Uber warns it may not make a profit in IPO documents
Uber, the ride-sharing app and delivery business, has warned it “may not achieve profitability” as it finally released details of its plan to float.
It will list its shares on the New York Stock Exchange, in a deal likely to value the US firm at about $100bn (£76.5bn). Uber said that its most recent annual sales rose to $11.2bn and losses narrowed to $3bn.
But it also expects operating expenses to “increase significantly”.
The company did not disclose how it will price its shares when it begins selling them to public investors on the stock exchange.
However, it has been reported that they may be valued at between $48 and $55 each, potentially giving the 10-year old firm a value of up to $100bn, making it the biggest initial public offering this year.
Uber is also expected to raise about $10bn through the flotation.
Chief executive Dara Khosrowshahi, who replaced Uber co-founder Travis Kalanick, said in a letter: “Over the past 18 months, we have improved our governance and board oversight; built a stronger and more cohesive management team; and made the changes necessary to ensure our company culture rewards teamwork and encourages employees to commit for the long term.”
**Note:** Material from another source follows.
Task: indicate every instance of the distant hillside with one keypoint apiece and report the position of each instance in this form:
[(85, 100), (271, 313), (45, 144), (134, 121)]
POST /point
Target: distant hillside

When Mr Khosrowshahi took over as chief executive in 2017, the company was struggling to recover from a number of scandals, including a toxic work environment that was exposed by former Uber engineer Susan Fowler.
It has also faced numerous legal issues, including whether the people who work for the company are classed as staff and are therefore entitled to holiday pay, paid rest breaks and the minimum wage.
Uber is one of a number of so-called unicorns – private investor-backed companies worth $1bn or more – that are planning initial public offerings this year.
However, there are questions about investor appetite for these companies, which have attracted high valuations in the private market, but are yet to make a profit.
Uber’s smaller rival, Lyft, was the first of the group to float, but since listing at the end of March, its share price has fallen by 15.2% to $61.
Meanwhile, Pinterest, the virtual scrapbook, has priced its shares at between $15 and $17 each, valuing the firm at as much as $11.3bn which is below its $12bn valuation in its most recent private funding round in 2017.